Iran’s new President-elect Ebrahim Raisi speaks during a press conference in Tehran, Iran, Monday. (AP Photo/Vahid Salemi)

Over the weekend, 28.9 million Iranians — less than half of the 59 million eligible voters — went to the polls to participate in a charade inaccurately described as an election. With only candidates approved by the so called “constitutional council” the country’s ruler, Ayatollah Ali Khamenei, the results were rigged before the first ballot was cast.

We will never know how many Iranians voted because they preferred one of the candidates — or because they were too afraid to follow the call for boycotting the elections. Either way, it is telling that some 3.7 million people — more than 10% of voters — managed to “void” their ballots.

As expected, the man declared as the winner of this spectacle was Ebrahim Raisi, a protégé of the Ayatollah, who, for very good reason, is under U.S. sanctions. According to the U.S. Department of the Treasury, Raisi, who serves as the head of Iran’s Judiciary, oversaw “the executions of individuals who were juveniles at the time of their crime and the torture and other cruel, inhuman, or degrading treatment or punishment of prisoners in Iran, including amputations.”

Raisi was also involved in the regime’s brutal crackdown on Iran’s Green Movement protests that followed the chaotic and disorderly 2009 election. Previously, as deputy prosecutor general of Tehran, Raisi participated in a “death commission” that ordered the extrajudicial executions of thousands of political prisoners in 1988.

He will replace outgoing President Hassan Rouhani — who is often referred to in the general media as a “moderate.” It is important to remember that while compared to the likes of Raisi, and when it comes to agreeing to negotiate with America, Rouhani might have been viewed as such, there was nothing moderate about his administration’s support for terror groups including Hamas and Hezbollah or its hostility toward Israel.

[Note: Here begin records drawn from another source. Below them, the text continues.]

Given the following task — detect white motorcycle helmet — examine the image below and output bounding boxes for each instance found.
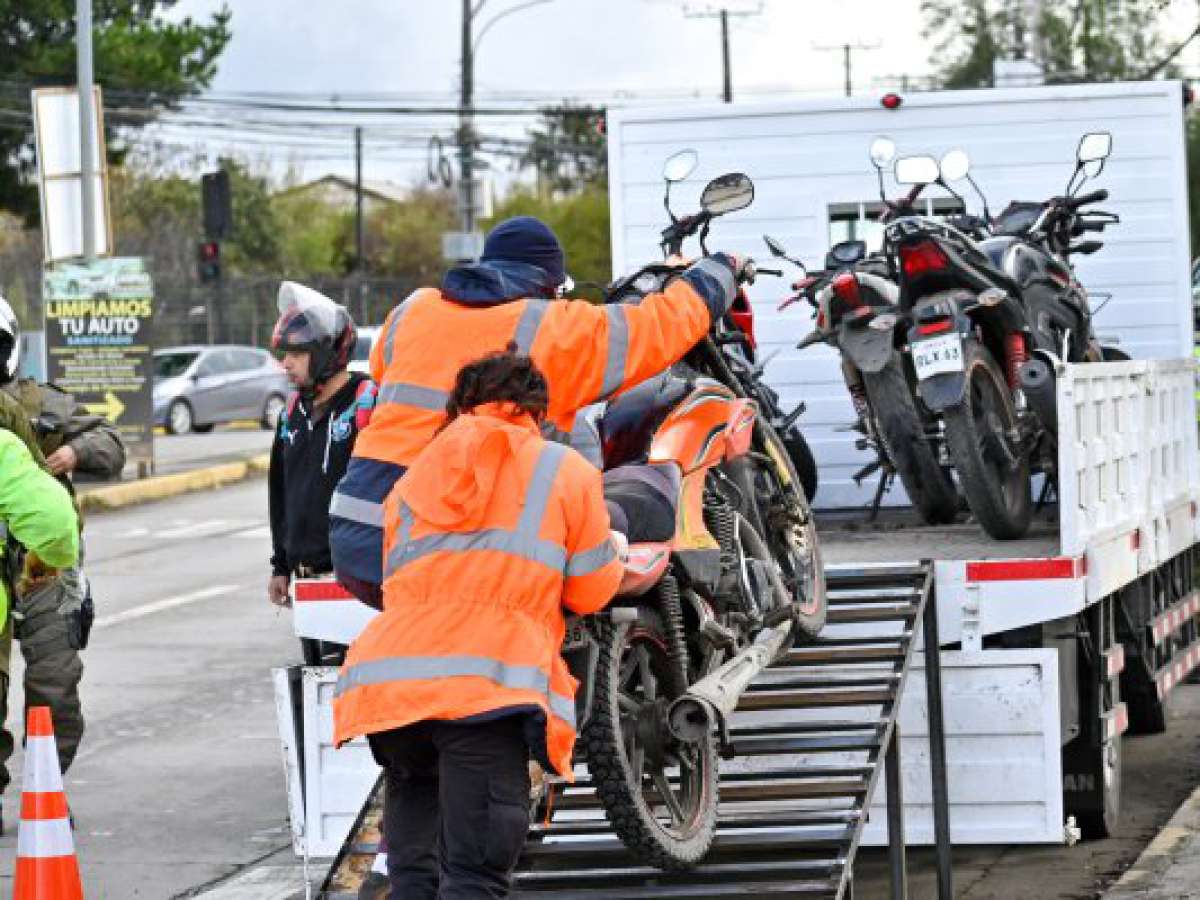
[0,295,19,383]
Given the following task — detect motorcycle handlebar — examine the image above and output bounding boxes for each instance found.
[1066,188,1108,210]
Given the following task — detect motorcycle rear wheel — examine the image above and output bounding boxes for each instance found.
[863,355,959,525]
[581,607,719,870]
[943,342,1032,540]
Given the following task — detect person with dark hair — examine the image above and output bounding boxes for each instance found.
[267,283,377,664]
[329,214,748,607]
[334,349,624,899]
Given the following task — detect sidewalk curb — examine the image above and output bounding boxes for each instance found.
[1103,784,1200,898]
[78,453,272,513]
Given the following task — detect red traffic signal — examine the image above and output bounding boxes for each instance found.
[881,93,903,110]
[198,241,221,283]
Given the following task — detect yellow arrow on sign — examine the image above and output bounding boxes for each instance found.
[84,391,126,423]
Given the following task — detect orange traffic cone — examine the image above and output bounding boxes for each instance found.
[13,706,83,899]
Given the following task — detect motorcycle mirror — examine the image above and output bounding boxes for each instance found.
[940,149,970,182]
[1077,132,1112,165]
[828,240,867,266]
[700,172,755,215]
[763,234,808,274]
[663,149,699,184]
[894,155,940,186]
[869,136,897,170]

Furthermore, the President’s power in Iran is quite limited, as it is the Ayatollah who calls the shots, both literally and figuratively. With two months left until the changing of the guard, some pundits suggest that the Ayatollah will quickly agree to renewing the controversial nuclear deal with the West before Raisi takes over. This way, it will be the moderate faction in Iran that will get blamed by the critics of Iran for agreeing to bring back the deal, while it will be the hardliners led by Raisi who will reap the popularity engendered by the lifting of American sanctions.

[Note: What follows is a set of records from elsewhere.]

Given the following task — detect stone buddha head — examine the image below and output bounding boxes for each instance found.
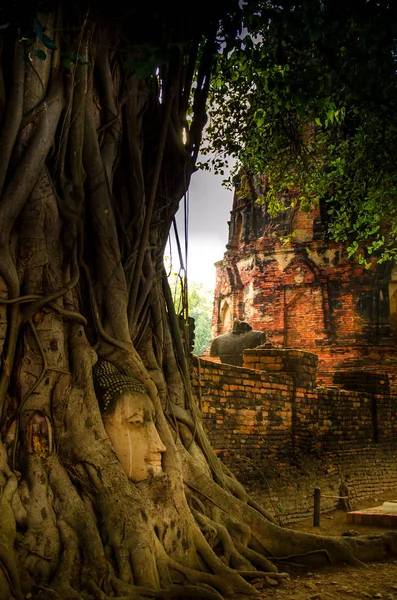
[93,360,166,482]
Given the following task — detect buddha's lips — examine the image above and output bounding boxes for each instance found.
[146,457,162,468]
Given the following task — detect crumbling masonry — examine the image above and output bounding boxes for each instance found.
[211,173,397,390]
[202,174,397,522]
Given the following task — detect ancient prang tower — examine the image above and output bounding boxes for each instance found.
[212,171,397,389]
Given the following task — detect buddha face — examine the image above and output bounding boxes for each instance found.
[102,391,166,482]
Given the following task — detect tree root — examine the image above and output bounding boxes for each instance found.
[20,245,80,326]
[138,527,255,598]
[0,294,86,325]
[183,450,397,571]
[111,577,225,600]
[192,508,252,570]
[235,541,278,573]
[12,318,53,469]
[270,548,334,567]
[46,457,110,590]
[0,442,23,599]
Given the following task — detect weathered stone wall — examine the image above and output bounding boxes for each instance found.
[192,351,397,524]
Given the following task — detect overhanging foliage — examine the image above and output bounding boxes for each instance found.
[205,0,397,264]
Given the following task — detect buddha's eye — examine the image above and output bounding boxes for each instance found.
[127,415,144,427]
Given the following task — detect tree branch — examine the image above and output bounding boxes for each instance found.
[0,76,64,244]
[83,78,130,343]
[0,39,25,196]
[69,47,88,206]
[96,45,121,190]
[128,84,175,332]
[0,38,6,124]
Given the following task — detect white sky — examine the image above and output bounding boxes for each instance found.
[166,158,235,291]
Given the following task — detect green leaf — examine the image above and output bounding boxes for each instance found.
[254,108,265,127]
[327,108,335,123]
[33,18,43,42]
[76,53,89,65]
[42,34,57,50]
[32,18,57,51]
[61,56,73,70]
[34,48,47,61]
[123,58,155,78]
[61,52,89,69]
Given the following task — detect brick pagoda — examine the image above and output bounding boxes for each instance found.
[212,171,397,390]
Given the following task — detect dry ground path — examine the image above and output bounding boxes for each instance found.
[252,489,397,600]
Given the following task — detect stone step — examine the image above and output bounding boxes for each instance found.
[347,500,397,527]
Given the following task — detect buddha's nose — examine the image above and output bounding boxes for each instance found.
[150,423,166,453]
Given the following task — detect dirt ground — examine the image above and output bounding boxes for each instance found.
[254,489,397,600]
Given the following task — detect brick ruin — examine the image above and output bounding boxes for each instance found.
[211,171,397,390]
[201,172,397,522]
[193,350,397,524]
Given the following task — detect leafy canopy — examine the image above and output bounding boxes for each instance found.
[204,0,397,265]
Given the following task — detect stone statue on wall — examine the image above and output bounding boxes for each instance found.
[210,318,267,366]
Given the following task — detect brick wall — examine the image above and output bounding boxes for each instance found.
[192,351,397,523]
[193,357,295,468]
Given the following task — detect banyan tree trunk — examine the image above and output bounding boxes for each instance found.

Yet, it can only be hoped that the notion of a vicious killer like Raisi at the helm in Teheran will underscore to the Biden administration what the other side at the negotiating table really is all about. For, although a deal may be struck while Rouhani is in the office, it will be implemented under Raisi.

There is much reason to be worried about the agreement said to be taking shape now in Vienna. If the talks end up falling apart — which remains a possibility, then the drawbacks of a bad deal will be off the table for now. But in itself, not reaching an agreement does not minimize the extremely grave threat posed by a nuclear armed Iran.

No matter which way we turn, we are in need of much rachamei Shamayim and Divine protection from all our enemies.